Tuesday, December 26, 2006

History of India

Stone Age rock shelters with paintings at Bhimbetka in the state of Madhya Pradesh are the earliest known traces of human life in India. The first known permanent settlements appeared over 9,000 years ago and gradually developed into the Indus Valley Civilization, dating back to 3300 BCE in western India. It was followed by the Vedic Civilization which laid the foundations of Hinduism and other cultural aspects of early Indian society. From around 550 BCE, many independent kingdoms and republics known as the Mahajanapadas were established across the country laying the foundations of ancient India.

The empire built by the Maurya dynasty under Emperor Ashoka the Great united most of modern Southern Asia except the Dravidian kingdoms in the south. From 180 BCE, a series of invasions from Central Asia followed including the Indo-Greeks, Indo-Scythians, Indo-Parthians and Kushans in the north-western Indian Subcontinent. From the third century CE, the Gupta dynasty oversaw the period referred to as ancient India's "Golden Age." While the north had larger, fewer kingdoms, in the south there were several dynasties such as the Chalukyas, Rashtrakutas, Hoysalas, Cheras, Cholas, Pallavas and Pandyas in different times and regions.

Monday, December 18, 2006

Hail formation

Hail forms on condensation nuclei such as dust, bugs, or ice crystals, when super cooled water freezes on make contact with. In clouds contains large numbers of super cooled water droplets, these ice nuclei grow quickly at the expense of the liquid droplets because the saturation vapor pressure over ice is slightly less than the saturation vapor pressure over water. If the hail stones grow large enough, latent heat released by further freezing may melt the external shell of the hail stone. The development that follows, usually called wet growth, is more efficient because the liquid outer shell allows the stone to accrete other smaller hail stones in addition to super cooled droplets.

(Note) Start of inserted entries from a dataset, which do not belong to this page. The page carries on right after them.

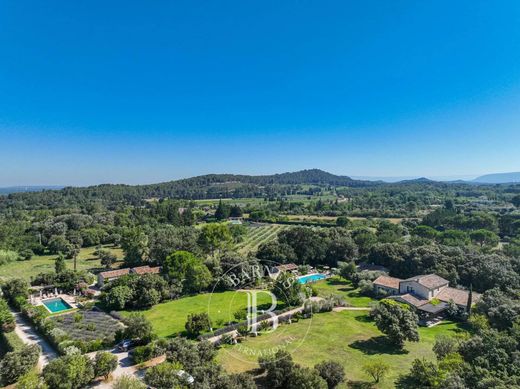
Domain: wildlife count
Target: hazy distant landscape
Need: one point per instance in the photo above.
(259, 195)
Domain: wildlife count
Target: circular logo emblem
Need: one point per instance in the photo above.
(261, 309)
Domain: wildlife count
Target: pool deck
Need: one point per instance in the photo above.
(71, 300)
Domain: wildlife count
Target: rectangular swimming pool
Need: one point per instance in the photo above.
(311, 278)
(56, 305)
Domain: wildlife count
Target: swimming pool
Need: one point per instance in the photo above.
(56, 305)
(311, 278)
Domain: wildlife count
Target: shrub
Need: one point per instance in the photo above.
(332, 372)
(7, 256)
(25, 255)
(70, 371)
(7, 323)
(138, 327)
(128, 382)
(17, 363)
(198, 322)
(163, 376)
(104, 364)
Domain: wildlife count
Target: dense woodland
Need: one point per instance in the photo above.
(467, 234)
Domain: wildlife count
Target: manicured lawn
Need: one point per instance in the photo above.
(338, 286)
(45, 263)
(168, 319)
(258, 234)
(87, 325)
(348, 337)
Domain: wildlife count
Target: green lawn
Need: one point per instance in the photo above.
(338, 286)
(168, 319)
(257, 235)
(45, 263)
(348, 337)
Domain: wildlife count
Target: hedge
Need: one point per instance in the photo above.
(9, 341)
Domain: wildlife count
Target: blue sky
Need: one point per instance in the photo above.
(141, 92)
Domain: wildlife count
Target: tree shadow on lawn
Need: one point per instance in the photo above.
(364, 319)
(377, 345)
(360, 385)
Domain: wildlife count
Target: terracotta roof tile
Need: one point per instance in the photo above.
(115, 273)
(430, 281)
(146, 270)
(410, 299)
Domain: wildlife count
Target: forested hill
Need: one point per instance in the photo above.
(201, 187)
(211, 186)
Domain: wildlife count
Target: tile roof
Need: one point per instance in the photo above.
(146, 270)
(458, 296)
(433, 308)
(388, 282)
(115, 273)
(411, 299)
(430, 281)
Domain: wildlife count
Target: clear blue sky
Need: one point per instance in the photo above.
(147, 91)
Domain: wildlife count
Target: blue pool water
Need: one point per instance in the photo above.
(56, 305)
(311, 278)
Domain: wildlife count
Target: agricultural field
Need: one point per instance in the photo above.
(168, 319)
(348, 337)
(257, 234)
(45, 263)
(87, 325)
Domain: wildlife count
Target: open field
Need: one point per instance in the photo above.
(258, 234)
(168, 319)
(348, 337)
(45, 263)
(339, 286)
(394, 220)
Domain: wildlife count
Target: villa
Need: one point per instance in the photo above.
(429, 294)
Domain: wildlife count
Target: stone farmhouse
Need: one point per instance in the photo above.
(430, 294)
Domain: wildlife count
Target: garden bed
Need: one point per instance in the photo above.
(87, 325)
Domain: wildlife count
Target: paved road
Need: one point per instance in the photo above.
(124, 367)
(28, 335)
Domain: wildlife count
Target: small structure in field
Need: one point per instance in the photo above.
(110, 275)
(430, 294)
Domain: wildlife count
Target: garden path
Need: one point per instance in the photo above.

Once a hailstone become too heavy to be supported by the storm's updraft it falls out of the cloud. The reason rain can't fall, is typically because of the tough winds inside a thunderstorm cloud. These winds hold the rain and freeze it. As the process repeats, the hail grows gradually larger. When a hail stone is cut in half, a series of concentric rings, like that of an onion, are revealed. From these rings we can determine the total number of times the hail stone had traveled to the top of the storm before falling to the ground.

Tuesday, December 12, 2006

Mean sea level pressure

Mean sea level pressure is the pressure at sea level or the station pressure condensed to sea level assuming an isothermal layer at the station temperature. This is the pressure usually given in weather reports on radio, television, and newspapers. When barometers in the home are set to match the local weather reports, they measure pressure condensed to sea level, not the actual local atmospheric pressure. The reduction to sea level means that the usual range of fluctuations in pressure is the same for everyone. The pressures which are measured high pressure or low pressure do not depend on geographical location. This makes isobars on a weather map meaningful and useful tool. The altimeter setting in aviation, set either QNH or QFE, is another atmospheric pressure reduced to sea level, but the method of making this reduction differs slightly.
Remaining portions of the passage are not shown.